J's Indie/Rock Mayhem

Playlists, podcasts and music from WQFS Greensboro's J's Indie/Rock Mayhem

Thursday, October 25, 2007

Notes From Underground - #21
A Halloween Ode

I talk a lot about the formative experiences I've had in music. Like anything you become immersed in, there are key events that get you there. Sometimes, like a band whose style has become the status-quo long after they broke ground, it's far too nebulous to really discern where the influence begins and ends; but you never forget your inroads. You never forget your portals, the things that opened doors and made things possible. You never forget your teachers.

It's nearly Halloween again and for me that means one thing: Ms. Bracey, my elementary school music teacher. Aside from my family itself, Ms. Bracey was my first introduction to music, and the specific things I learned in that class are generally gone from my memory. Not because they have disappeared, but because they have been absorbed into my larger understanding of music and how it works. How and when I learned those small bits of information is no longer important enough to recall. However, I can remember one thing very clearly.

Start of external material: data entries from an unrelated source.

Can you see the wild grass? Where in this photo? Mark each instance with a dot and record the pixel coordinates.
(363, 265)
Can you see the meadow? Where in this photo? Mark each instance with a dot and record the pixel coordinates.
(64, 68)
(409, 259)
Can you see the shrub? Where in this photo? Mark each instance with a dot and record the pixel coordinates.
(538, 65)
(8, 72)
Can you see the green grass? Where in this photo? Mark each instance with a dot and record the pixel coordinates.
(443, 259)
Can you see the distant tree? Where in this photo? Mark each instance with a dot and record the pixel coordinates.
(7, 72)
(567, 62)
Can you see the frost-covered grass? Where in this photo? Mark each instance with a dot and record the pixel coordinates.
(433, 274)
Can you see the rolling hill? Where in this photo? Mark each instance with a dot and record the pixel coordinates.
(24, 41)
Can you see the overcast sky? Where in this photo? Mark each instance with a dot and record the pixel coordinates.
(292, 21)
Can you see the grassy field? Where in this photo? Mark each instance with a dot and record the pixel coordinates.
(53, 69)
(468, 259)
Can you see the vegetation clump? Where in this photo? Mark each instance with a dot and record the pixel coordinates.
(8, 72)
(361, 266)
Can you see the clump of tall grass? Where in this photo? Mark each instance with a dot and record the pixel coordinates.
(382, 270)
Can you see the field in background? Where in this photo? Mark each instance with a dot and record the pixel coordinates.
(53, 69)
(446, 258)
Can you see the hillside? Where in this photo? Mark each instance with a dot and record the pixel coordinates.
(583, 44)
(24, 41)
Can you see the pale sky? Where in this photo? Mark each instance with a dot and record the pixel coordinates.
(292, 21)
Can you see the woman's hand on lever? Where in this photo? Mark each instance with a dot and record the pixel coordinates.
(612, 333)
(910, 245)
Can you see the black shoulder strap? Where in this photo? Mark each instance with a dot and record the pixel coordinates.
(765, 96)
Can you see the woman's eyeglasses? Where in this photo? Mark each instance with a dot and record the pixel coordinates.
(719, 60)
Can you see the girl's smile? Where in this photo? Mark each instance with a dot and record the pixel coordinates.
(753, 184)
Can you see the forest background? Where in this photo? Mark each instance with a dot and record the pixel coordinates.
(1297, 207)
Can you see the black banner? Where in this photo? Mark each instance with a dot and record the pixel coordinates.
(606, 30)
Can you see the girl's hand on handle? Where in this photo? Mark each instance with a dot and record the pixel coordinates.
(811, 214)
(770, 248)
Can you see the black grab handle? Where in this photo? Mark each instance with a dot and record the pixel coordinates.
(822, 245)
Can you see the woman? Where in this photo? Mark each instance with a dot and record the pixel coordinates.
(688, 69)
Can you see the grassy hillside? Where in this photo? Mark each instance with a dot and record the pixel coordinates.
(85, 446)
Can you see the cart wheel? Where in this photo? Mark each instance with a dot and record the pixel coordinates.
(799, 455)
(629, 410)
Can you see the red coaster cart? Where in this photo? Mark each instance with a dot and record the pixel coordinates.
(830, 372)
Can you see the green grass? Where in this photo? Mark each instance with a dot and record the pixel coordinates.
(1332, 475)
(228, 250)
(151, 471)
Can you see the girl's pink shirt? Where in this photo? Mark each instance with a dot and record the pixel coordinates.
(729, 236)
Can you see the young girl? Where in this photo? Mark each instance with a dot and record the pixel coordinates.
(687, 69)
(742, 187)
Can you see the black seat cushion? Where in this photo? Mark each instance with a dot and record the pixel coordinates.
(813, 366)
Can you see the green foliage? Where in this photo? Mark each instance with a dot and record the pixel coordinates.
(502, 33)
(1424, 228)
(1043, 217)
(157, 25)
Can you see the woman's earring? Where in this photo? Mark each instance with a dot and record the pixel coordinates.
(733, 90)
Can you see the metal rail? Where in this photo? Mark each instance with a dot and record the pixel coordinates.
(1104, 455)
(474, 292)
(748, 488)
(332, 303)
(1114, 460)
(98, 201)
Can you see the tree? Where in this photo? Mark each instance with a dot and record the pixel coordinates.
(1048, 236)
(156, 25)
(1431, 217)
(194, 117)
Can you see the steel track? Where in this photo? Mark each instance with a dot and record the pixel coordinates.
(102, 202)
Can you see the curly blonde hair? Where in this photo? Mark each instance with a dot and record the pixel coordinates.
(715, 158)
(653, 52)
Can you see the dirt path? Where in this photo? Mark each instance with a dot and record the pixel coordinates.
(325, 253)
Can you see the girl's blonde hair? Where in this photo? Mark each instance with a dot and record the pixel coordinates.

Every Halloween Ms. Bracey would teach us about a French composer named Charles Camille Saint-Saëns. She would give us details from his life, talk to us about his music, and then we would listen to one specific piece: "Danse Macabre." (click here to listen*)

"Danse Macabre" is essentially a musical story about the dead, in spirit form, rising from their graves on Halloween night, allowed for one eve to cross back from the void and into the living world. They run, they scamper, they hide, they even view and pine for their loved ones and family. All of this is contained within the movements and instruments of the piece.

So what exactly did Ms. Bracey teach me in sharing this with us every Halloween?

She taught me that a great story can be told without words.

She taught me that I don't need my mouth to speak another language and speak volumes when I do.

She taught me that my imagination held keys to visualizing worlds and universes more vast than my own day-to-day world. She taught me to close my eyes and see with my mind. She taught me that my vision is mine alone - that every one of us sitting in that classroom, while hearing the same music, would see something entirely different and unique and beautiful from one another.

She taught me that my 'unique vision' united me, not divided me, with everyone else in the room. While we all would see our own version of the story, our shared experience of the way in which it was told could bring us together. Ask anyone around my age who went to Winecoff Elementary School and see if they can share this same story with you.

She taught me that there is more to art than just sound and fury. By looking into the music, I could see a visual world. Consequently, now, when I read books, watch plays or even witness events in the real world, there is a soundtrack that infiltrates every bit of it. Once you can see into music, music sees back into you and, thankfully, it never stops.

She taught me, more than any education class I ever took, that learning is about scaffolding - about building a bridge of information and ideas. Now, whenever I hear "Danse Macabre," I recognize it instantly and make connections to more and more things. When I explored Saint-Saens' oeuvre in more detail, I found other pieces that I could connect, and in reaching out to grab them, I brought more back. (Discovering that Saint-Saëns was the composer of "Aquarium" (click to listen^) was just as revelatory.)

She taught me more in those brief periods, though it would take me years to truly understand what was happening, than I have learned in entire classes. In some cases, the whole foundation of why a topic interested me would lay somewhere back in the cognitive hollows of those elementary music classes.

This year my radio show falls, for the first time, on Halloween. I'm excited for so many reasons, but the largest of these is simply that in my mind there is no better night of the year to share the gift of music. Because of Halloween my musical imagination came to life in the gifted, teaching hands of Ms. Bracey, and I only hope that I am able to pass on even a fraction of that favor.

Shall we danse?

* - "Danse Macabre" is performed by the Royal Concertgebouw Orchestra under the conduction of Bernard Haitink. Herman Krebbers is the violin soloist.

^ - "Aquarium" is performed by the Pittsburgh Symphony Orchestra under the conduction of André Previn.

Both performances are available on the Philips Classics release The Best of Saint-Saëns.